I am working on completing my set of the First Edition Library Fleming books. While they are not true first editions, they are authorized reprints of the originals. I decided to collect those due to their affordability, availability, and that many remain in fine condition. I was picky about finding the first edition of “Battle for Bond” by Robert Sellers due to the second printing not including copies of correspondence from Fleming. Normally though, I am not insistent on having first editions, but rather collect books based on covers and content.
3. What is on your literary 007 wishlist?
I have my eye on “The James Bond Archives” by Paul Duncan, but will probably wait till I can find one of the Golden Editions in a reasonable price range. I am pretty fortunate to already have the Bentley Limited Edition Versions of “Casino Royale“, “Carte Blanche” (both white and red versions), and “Devil May Care“.
4. When did you read your first Bond novel and which is your favorite?
I picked up a set of Richie Fahey covers in 2006 and started reading “Casino Royale”. I figured, what better time to be introduced to the book series and get amped up for the release of the 2006 film. I still love that original entry in the Bond series and find it to be a very pure expression of how Bond originated, and who he is supposed to be.
5. Do you have any favorite Bond dust jackets in paperback or by continuation authors?
From my own collection, the Michael Gillette covers of the Fleming books are fantastic, and are a favorite of mine. They are a lighter more care-free style, but represent the era of Bond well.
The first five John Gardner novels starting with Chopping’s artwork that were done in a Trompe l’oeil style harken back to Bond’s gritty nature and fit in with the originals well artistically.
Dan Mogford‘s covers for Gardner’s complete series of continuation novels are minimalistic, having both a modern and uniform touch. The Chris Garver cover of “From Russia with Love” blends tattoo art form and the look of Bond nicely.
I am also a fan of the Penguin Modern Classics cover for “The Blofeld Trilogy” and find the unseen villain sitting in an armchair smoking to be very foreboding and suspenseful. The Penguin Publishing hardback version of “Quantum of Solace” is very unique as well with its file folder style slip cover.

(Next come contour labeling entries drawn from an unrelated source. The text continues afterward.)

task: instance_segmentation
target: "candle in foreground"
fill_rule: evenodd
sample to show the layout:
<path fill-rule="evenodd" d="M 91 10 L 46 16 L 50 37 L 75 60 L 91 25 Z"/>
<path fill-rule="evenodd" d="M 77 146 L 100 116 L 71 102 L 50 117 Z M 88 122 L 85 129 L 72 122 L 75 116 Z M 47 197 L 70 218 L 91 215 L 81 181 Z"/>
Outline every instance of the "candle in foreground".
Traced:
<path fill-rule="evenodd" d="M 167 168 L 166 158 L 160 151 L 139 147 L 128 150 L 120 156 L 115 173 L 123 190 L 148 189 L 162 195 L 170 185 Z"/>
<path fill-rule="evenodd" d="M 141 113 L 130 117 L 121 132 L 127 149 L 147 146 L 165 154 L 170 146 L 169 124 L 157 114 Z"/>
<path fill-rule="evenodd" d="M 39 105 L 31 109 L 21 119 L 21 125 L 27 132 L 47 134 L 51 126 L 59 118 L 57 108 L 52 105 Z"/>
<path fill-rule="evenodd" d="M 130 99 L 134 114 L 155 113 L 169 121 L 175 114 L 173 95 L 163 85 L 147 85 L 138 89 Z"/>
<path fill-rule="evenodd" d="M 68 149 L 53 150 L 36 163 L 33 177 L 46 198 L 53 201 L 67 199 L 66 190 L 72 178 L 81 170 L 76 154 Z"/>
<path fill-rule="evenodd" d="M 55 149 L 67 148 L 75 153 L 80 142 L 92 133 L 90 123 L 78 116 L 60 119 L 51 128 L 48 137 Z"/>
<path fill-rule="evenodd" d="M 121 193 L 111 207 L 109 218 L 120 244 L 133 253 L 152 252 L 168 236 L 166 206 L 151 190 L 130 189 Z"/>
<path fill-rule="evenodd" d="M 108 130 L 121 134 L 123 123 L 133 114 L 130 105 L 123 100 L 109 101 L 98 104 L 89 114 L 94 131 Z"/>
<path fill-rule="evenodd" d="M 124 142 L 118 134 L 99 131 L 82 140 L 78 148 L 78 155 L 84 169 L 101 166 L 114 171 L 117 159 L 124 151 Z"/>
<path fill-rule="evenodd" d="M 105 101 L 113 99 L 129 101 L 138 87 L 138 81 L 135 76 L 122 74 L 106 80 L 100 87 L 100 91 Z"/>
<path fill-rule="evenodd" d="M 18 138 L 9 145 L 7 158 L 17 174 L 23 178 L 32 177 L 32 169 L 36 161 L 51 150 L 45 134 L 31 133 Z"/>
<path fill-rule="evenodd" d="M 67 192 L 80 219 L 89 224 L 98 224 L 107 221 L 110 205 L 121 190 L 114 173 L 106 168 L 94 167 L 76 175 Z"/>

All these covers are very interesting to me, and pull me into the story that follows within their pages.
Nick Dunnebacke is an Administrator for Hollywheels Movie Car Club https://www.facebook.com/HollywheelsMovieCarClub
4 thoughts on “Field Report: Nick Dunnebacke from Hollywheels Movie Car Club”
I’m pleased you like the Luxury Kindle Cover from ‘Klevercase’. I had them bespoke me one with Chopping’s FRWL in their gilt edge range. It’s absolutely fabulous and I’ve never had more favourable compliments about an accessory. Unfortunately however, I think they’ve discontinued them which is a damn shame because correctly marketed, they’d have been a huge success.
Loved your field report and it reminded me how good the artwork for Gardner’s ‘Role Of Honour’ is. Frankly, I think it’s up there with Chopping.
Thank you for taking an interest in my posting. I was a little too late on the Klevercase offering I found out as they informed me that they stopped doing them. This wasn’t a problem for me however since I simply commissioned another artist through the same marketplace to do what Klevercase had done previously. Like you I appreciate the homages to Chopping’s art form especially “Nobody Lives Forever”. Again, thanks for reading.
Yes, Trevor Scobie’s work / homage to Chopping are great. It’s a shame either Botten or Scobie were not commissioned for all the Gardner novels.
I agree David. Role of Honour is probably the closest to the true Trompe l’oeil that Chopping employed.